I know that when you pull a string out of the data object that string is unique to the thread and duplicated, but this is an improvement because the thread that wants to import the data only creates a new instance as required - which may be an arbitrary subset of the data posted. Another thread can post data into the object without knowing how or when it will be used. I am assuming the the lock is implemented by the insert/extract method on the data object - tricky code like that is probably best only done by people who know what they are doing.

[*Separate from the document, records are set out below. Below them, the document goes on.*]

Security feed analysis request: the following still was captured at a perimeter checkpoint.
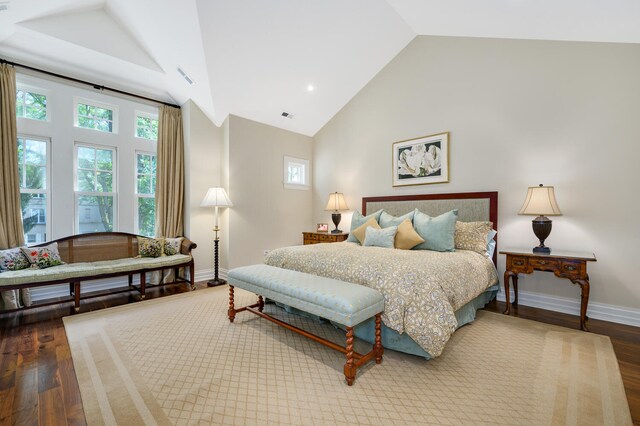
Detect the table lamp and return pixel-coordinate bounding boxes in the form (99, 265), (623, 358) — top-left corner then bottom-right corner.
(518, 184), (562, 254)
(200, 188), (233, 287)
(325, 192), (349, 234)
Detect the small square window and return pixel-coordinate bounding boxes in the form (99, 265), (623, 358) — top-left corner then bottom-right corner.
(73, 98), (118, 133)
(136, 111), (158, 141)
(16, 88), (47, 121)
(283, 155), (310, 189)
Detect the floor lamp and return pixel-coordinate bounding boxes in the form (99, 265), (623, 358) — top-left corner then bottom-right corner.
(200, 188), (233, 287)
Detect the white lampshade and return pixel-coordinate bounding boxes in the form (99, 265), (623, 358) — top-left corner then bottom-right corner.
(200, 188), (233, 207)
(518, 184), (562, 216)
(325, 192), (349, 212)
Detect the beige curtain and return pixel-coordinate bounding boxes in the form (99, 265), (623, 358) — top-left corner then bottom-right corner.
(0, 64), (24, 249)
(150, 105), (184, 283)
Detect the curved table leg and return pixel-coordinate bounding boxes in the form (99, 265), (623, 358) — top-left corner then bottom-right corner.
(571, 279), (591, 331)
(503, 271), (518, 315)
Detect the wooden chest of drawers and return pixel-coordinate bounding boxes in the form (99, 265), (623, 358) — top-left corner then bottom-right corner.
(302, 232), (349, 245)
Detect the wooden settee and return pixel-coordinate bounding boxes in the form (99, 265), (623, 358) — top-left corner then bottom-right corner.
(0, 232), (197, 312)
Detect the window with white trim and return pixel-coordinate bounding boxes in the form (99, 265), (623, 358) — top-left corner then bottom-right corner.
(75, 144), (117, 234)
(73, 98), (118, 133)
(136, 152), (156, 237)
(18, 135), (51, 244)
(136, 111), (158, 141)
(284, 155), (309, 189)
(16, 87), (47, 121)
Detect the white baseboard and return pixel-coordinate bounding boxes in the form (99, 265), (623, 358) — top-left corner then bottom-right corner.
(31, 269), (227, 302)
(497, 288), (640, 327)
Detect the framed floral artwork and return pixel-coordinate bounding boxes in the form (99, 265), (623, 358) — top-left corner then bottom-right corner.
(392, 132), (449, 186)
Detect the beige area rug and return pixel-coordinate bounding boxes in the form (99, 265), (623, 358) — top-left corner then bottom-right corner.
(64, 286), (631, 425)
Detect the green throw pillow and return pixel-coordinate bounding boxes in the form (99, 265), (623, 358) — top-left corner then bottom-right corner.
(362, 226), (398, 248)
(0, 247), (31, 272)
(20, 243), (64, 269)
(378, 211), (415, 228)
(138, 237), (164, 257)
(347, 209), (382, 243)
(413, 209), (458, 251)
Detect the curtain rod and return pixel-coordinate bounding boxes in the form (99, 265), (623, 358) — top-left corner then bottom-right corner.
(0, 58), (180, 108)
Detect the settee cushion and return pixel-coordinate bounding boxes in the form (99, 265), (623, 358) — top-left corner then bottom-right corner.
(0, 254), (191, 287)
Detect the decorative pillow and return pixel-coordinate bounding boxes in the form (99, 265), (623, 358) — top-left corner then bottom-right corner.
(0, 290), (22, 310)
(20, 243), (64, 269)
(0, 247), (31, 272)
(347, 217), (380, 244)
(362, 226), (398, 248)
(378, 211), (415, 228)
(455, 222), (493, 254)
(487, 229), (498, 259)
(347, 210), (382, 243)
(394, 220), (424, 250)
(163, 237), (182, 256)
(138, 237), (163, 257)
(413, 209), (458, 251)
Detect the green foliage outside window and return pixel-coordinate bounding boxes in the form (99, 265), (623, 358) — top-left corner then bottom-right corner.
(78, 103), (113, 132)
(136, 154), (156, 237)
(16, 90), (47, 120)
(136, 116), (158, 141)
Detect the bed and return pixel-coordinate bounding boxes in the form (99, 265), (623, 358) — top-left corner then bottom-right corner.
(265, 192), (498, 359)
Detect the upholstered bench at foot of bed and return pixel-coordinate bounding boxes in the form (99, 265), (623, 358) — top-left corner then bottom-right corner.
(228, 265), (384, 386)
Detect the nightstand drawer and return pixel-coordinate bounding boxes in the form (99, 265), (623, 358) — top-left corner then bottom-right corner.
(560, 261), (584, 277)
(507, 256), (527, 269)
(529, 258), (560, 270)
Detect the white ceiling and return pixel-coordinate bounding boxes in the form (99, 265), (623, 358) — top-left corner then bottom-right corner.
(0, 0), (640, 135)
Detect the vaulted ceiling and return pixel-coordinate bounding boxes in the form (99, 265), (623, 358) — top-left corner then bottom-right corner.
(0, 0), (640, 135)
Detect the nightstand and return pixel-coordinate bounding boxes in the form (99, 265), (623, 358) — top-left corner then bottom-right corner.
(500, 249), (596, 331)
(302, 232), (349, 246)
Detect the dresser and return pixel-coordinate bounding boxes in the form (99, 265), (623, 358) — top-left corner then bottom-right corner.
(302, 232), (349, 245)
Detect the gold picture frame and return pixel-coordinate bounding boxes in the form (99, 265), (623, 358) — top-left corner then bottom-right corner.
(391, 132), (449, 186)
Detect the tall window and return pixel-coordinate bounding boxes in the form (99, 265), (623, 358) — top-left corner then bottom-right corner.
(74, 99), (118, 133)
(18, 136), (50, 243)
(136, 111), (158, 141)
(136, 153), (156, 237)
(16, 89), (47, 120)
(284, 155), (309, 189)
(76, 145), (117, 234)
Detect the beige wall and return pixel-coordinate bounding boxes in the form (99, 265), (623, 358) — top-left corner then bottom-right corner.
(182, 101), (227, 279)
(225, 115), (312, 268)
(313, 36), (640, 309)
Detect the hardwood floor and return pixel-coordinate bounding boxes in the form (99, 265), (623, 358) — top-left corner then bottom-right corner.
(0, 283), (640, 425)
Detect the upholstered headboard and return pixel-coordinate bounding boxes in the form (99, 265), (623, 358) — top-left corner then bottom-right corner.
(362, 192), (498, 264)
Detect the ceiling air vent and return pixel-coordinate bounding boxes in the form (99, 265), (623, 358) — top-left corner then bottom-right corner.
(176, 65), (193, 85)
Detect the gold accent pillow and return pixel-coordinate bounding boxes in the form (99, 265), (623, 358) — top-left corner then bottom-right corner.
(394, 219), (424, 250)
(352, 217), (381, 244)
(138, 237), (164, 257)
(455, 221), (493, 254)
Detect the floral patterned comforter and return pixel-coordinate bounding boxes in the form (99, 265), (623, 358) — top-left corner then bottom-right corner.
(265, 242), (498, 357)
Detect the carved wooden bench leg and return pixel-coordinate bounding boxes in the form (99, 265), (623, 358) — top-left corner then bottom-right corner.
(140, 272), (147, 300)
(344, 327), (356, 386)
(373, 314), (384, 364)
(229, 285), (236, 322)
(73, 281), (80, 313)
(189, 262), (196, 290)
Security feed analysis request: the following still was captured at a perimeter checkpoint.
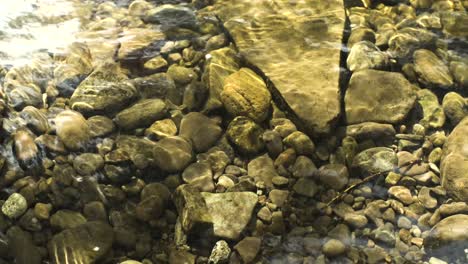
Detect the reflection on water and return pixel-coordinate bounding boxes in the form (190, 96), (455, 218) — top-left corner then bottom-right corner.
(0, 0), (468, 264)
(0, 0), (87, 65)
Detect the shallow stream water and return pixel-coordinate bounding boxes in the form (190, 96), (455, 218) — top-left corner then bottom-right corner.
(0, 0), (468, 264)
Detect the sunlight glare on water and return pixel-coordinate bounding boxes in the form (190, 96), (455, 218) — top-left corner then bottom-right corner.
(0, 0), (80, 66)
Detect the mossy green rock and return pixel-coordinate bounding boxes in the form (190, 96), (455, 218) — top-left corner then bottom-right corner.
(115, 99), (167, 130)
(213, 0), (345, 134)
(345, 70), (416, 124)
(440, 117), (468, 202)
(48, 222), (114, 264)
(221, 68), (271, 122)
(418, 89), (445, 128)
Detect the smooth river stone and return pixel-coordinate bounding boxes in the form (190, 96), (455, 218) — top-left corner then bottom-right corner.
(440, 117), (468, 202)
(214, 0), (345, 134)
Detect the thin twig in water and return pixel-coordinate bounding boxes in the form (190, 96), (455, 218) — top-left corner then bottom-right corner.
(327, 159), (422, 207)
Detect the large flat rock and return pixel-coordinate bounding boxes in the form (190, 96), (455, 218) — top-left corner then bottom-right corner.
(214, 0), (345, 134)
(440, 117), (468, 202)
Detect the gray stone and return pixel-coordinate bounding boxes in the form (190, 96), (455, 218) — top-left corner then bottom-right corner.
(208, 240), (231, 264)
(442, 92), (468, 126)
(153, 136), (192, 172)
(346, 41), (389, 72)
(144, 4), (197, 30)
(234, 237), (262, 263)
(2, 193), (28, 219)
(50, 209), (86, 231)
(388, 186), (414, 205)
(418, 89), (445, 128)
(20, 106), (49, 134)
(293, 177), (318, 198)
(247, 154), (279, 188)
(174, 184), (213, 234)
(345, 70), (416, 124)
(418, 187), (437, 209)
(226, 116), (265, 155)
(118, 27), (165, 64)
(388, 27), (437, 61)
(450, 61), (468, 89)
(54, 110), (90, 150)
(283, 131), (315, 155)
(87, 115), (115, 138)
(2, 55), (54, 110)
(397, 216), (412, 230)
(214, 0), (345, 134)
(348, 27), (375, 48)
(292, 156), (317, 178)
(353, 147), (397, 175)
(131, 73), (176, 99)
(318, 164), (349, 191)
(202, 47), (239, 111)
(54, 42), (93, 97)
(48, 222), (114, 264)
(73, 153), (104, 175)
(6, 226), (43, 264)
(262, 130), (283, 158)
(221, 68), (271, 122)
(182, 161), (215, 192)
(145, 119), (177, 140)
(179, 112), (222, 152)
(201, 192), (258, 240)
(346, 122), (396, 140)
(440, 118), (468, 202)
(70, 63), (137, 115)
(115, 99), (167, 130)
(322, 239), (346, 257)
(424, 214), (468, 259)
(441, 11), (468, 38)
(344, 213), (368, 228)
(268, 189), (289, 207)
(413, 49), (453, 88)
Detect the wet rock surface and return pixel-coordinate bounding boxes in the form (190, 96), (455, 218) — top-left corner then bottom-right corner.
(0, 0), (468, 264)
(215, 0), (345, 133)
(345, 70), (416, 124)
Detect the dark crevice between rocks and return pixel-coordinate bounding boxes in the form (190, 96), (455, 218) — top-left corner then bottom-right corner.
(216, 16), (310, 134)
(338, 1), (352, 131)
(216, 7), (351, 140)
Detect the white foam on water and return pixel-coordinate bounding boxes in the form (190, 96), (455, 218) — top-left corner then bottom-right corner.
(0, 0), (81, 66)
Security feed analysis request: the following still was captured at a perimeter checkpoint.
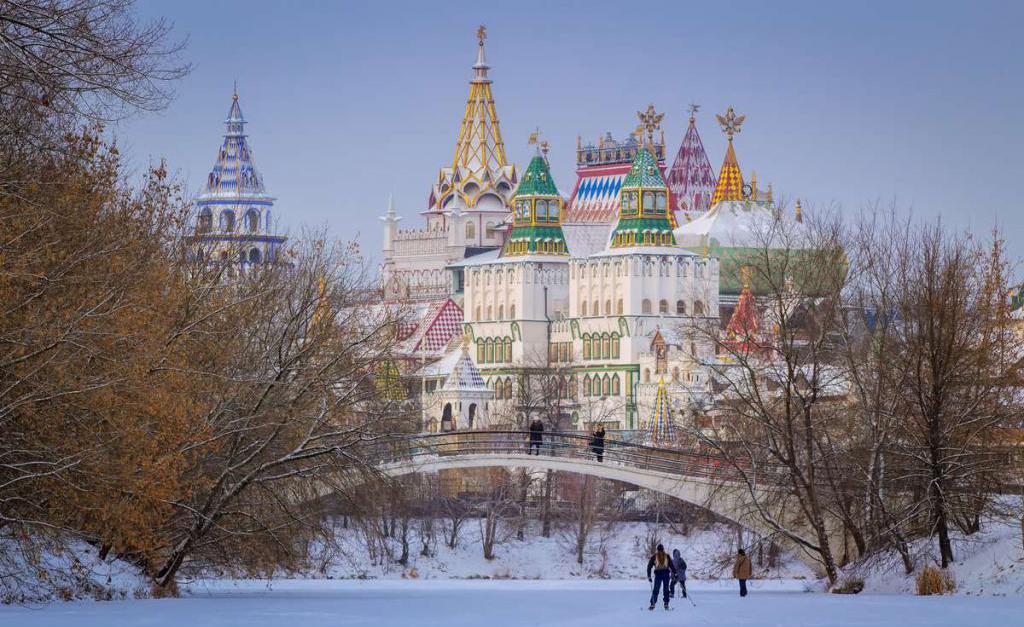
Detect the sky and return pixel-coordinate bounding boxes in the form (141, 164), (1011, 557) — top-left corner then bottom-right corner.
(112, 0), (1024, 258)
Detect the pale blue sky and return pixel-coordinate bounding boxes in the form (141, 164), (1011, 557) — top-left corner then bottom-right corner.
(114, 0), (1024, 262)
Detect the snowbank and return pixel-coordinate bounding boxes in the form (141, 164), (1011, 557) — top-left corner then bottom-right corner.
(306, 520), (814, 580)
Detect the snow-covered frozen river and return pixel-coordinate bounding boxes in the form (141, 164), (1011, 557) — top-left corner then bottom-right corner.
(0, 580), (1024, 627)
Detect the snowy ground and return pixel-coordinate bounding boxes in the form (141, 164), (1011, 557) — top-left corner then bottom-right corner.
(0, 580), (1024, 627)
(308, 519), (814, 579)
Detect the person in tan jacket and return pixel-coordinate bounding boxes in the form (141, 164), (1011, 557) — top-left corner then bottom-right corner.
(732, 549), (754, 596)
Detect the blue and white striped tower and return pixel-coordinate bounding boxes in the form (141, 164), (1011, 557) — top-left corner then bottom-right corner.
(195, 91), (287, 268)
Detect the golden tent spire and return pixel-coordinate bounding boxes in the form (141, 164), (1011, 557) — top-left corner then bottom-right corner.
(711, 107), (746, 206)
(452, 26), (506, 178)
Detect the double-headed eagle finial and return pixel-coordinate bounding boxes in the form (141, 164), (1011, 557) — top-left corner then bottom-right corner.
(715, 107), (746, 141)
(637, 105), (665, 148)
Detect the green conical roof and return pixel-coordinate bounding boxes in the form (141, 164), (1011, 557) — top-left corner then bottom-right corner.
(618, 147), (668, 187)
(608, 147), (676, 248)
(515, 155), (561, 197)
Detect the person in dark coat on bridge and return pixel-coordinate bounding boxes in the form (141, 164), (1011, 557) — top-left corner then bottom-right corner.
(669, 549), (686, 598)
(732, 549), (754, 596)
(526, 418), (544, 455)
(647, 544), (676, 610)
(590, 424), (604, 462)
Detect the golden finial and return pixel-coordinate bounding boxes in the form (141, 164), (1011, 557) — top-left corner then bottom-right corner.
(715, 107), (746, 141)
(637, 105), (665, 147)
(687, 102), (700, 124)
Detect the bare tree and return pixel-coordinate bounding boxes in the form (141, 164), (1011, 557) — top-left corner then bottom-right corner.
(0, 0), (189, 149)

So, lets say I have a thread that pulls in a block of data from a network socket and I want to make this available to some worker threads that treat this data like random access memory. Using a data object, the data would be inserted as a string, and then threads that need access would just use the read function on the data object as required. As you say, ffi could solve this, however ffi does expose the programmer to issues with memory access violations. A framework data object keeps the love2d coder safe in the sandbox. I really like the channel implementation because it is so elegant and clean, so really I am just wishing for a shared data object to compliment channels.
Post-0.10.0 feature wishlist
Re: Post-0.10.0 feature wishlist
You will wind up copying same amount of data while doing more work and losing LUA-table convenience. I don't see the benefit.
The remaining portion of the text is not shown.